7. En deuxième lieu, M. D... reprend à l'identique, en cause d'appel, le moyen tiré de ce que l'arrêté contesté du 4 mai 2018 serait entaché d'une insuffisance de motivation. Il y a lieu d'écarter ce moyen par adoption des motifs retenus par le magistrat désigné par le président du tribunal administratif, au point 3 du jugement attaqué.

8. En troisième lieu, aux termes de l'article 89 de la loi n° 84-53 du 26 janvier 1984 portant dispositions statutaires relatives à la fonction publique territoriale : " Les sanctions disciplinaires sont réparties en quatre groupes : / Premier groupe : / (...) l'exclusion temporaire de fonctions pour une durée maximale de trois jours (...) ". Il appartient au juge, saisi de moyens en ce sens, de rechercher si les faits reprochés à un agent public ayant fait l'objet d'une sanction disciplinaire sont matériellement établis, constituent des fautes de nature à justifier une sanction et si la sanction retenue est proportionnée à la gravité de ces fautes.

9. D'une part, il ressort des pièces du dossier et il n'est, d'ailleurs, pas contesté, que M. D..., lors du rassemblement organisé au centre d'intervention de secours (CIS) de Gonesse le 19 octobre 2017 à 8h00, s'est présenté en tenue de sport, et non en tenue de service réglementaire, à l'instar de trois autres sapeurs-pompiers sur un total de onze présents, et que, compte tenu de l'insuffisance d'effectifs ainsi disponibles en tenue opérationnelle, deux interventions, respectivement survenues à 8h56 pour un feu et à 9h34 pour un accident sur la voie publique, ont dû être assurées par d'autres CIS plus éloignés des lieux concernés. Dès lors, le moyen tiré par le requérant de ce que la sanction contestée reposerait sur des faits matériellement inexacts doit être écarté.

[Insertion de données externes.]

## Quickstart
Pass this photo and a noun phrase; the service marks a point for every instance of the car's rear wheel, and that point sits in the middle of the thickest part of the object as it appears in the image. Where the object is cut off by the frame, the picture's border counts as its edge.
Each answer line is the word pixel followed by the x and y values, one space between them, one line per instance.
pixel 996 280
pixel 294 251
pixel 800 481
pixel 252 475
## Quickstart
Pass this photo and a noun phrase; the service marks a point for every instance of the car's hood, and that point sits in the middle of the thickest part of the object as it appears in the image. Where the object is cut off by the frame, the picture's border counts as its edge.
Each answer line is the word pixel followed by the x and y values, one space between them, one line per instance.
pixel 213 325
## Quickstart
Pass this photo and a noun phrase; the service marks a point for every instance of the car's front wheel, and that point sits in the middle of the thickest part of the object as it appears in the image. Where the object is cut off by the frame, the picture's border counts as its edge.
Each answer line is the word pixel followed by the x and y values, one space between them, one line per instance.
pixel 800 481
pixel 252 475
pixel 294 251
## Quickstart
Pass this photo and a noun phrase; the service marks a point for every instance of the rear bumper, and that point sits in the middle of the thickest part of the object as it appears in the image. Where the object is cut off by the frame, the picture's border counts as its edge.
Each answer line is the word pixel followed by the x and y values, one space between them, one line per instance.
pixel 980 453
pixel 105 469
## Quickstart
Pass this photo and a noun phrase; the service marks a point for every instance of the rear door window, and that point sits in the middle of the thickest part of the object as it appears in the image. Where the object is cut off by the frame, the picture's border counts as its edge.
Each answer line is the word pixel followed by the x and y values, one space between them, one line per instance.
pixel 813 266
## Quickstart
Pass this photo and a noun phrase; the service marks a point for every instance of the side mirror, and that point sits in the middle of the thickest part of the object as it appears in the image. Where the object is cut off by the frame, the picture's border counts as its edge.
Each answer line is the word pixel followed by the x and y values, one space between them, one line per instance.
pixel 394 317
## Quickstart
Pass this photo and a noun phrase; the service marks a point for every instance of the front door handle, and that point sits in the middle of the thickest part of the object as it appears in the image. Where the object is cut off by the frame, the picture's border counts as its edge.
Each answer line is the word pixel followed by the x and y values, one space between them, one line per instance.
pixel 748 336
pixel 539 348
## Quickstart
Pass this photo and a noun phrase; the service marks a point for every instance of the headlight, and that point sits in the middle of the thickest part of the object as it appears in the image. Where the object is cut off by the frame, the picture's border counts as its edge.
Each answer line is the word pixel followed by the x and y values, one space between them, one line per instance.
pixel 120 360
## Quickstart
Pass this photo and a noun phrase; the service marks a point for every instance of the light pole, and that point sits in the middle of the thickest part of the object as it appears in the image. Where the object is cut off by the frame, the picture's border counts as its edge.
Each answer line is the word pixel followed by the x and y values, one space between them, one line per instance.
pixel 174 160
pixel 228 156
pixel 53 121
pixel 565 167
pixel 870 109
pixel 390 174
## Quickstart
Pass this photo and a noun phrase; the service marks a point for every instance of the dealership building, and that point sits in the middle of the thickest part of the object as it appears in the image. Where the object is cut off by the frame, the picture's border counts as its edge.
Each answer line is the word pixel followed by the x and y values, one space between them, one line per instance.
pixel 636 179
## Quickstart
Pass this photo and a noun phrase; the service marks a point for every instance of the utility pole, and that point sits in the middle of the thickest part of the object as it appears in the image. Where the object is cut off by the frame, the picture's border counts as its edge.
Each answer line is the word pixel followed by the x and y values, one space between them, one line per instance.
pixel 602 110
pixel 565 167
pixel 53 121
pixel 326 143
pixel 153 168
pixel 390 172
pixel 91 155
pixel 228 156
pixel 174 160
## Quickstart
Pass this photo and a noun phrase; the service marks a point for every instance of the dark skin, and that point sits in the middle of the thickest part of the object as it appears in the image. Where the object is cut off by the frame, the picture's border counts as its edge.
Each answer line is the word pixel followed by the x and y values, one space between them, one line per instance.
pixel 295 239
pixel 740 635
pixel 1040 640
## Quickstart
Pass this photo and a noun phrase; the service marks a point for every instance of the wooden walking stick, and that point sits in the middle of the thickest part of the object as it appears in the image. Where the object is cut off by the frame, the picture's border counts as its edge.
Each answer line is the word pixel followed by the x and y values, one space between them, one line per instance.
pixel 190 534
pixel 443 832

10. D'autre part, M. D... soutient que le défaut de port de la tenue réglementaire qui lui est ainsi reproché, lors du rassemblement du 19 octobre 2017 à 8h00, ne lui serait pas imputable dès lors qu'il avait été contraint, le matin même, d'effectuer le nettoyage, dans les machines à laver installées au CIS de Gonesse, de ses quatre tenues d'intervention, afin de respecter le protocole sanitaire mis en place pour ce centre le 17 octobre 2018 afin de lutter contre les punaises de lit. Toutefois, il ressort des pièces du dossier que le requérant, qui était présent à la réunion organisée sur ce protocole le 17 octobre 2018, y avait été informé de la nécessité de nettoyer ses tenues à soixante degrés, sans qu'il ait alors été exigé que ce nettoyage soit effectué sur place, plutôt qu'à domicile ou en laverie, ni davantage qu'il soit réalisé simultanément pour toutes les tenues dont disposait chaque agent. Ainsi, et eu égard notamment au délai dont il a ainsi disposé, M. D... ne justifie pas qu'il se serait trouvé dans l'impossibilité de disposer, à tout le moins, d'une tenue d'intervention dûment nettoyée pour le rassemblement en cause et, par suite, d'être apte à partir en intervention le moment venu. Dans ces conditions, les faits reprochés au requérant ont pu, à bon droit, être qualifiés par l'administration de faute disciplinaire, de nature à justifier le prononcé d'une sanction à l'égard de l'intéressé.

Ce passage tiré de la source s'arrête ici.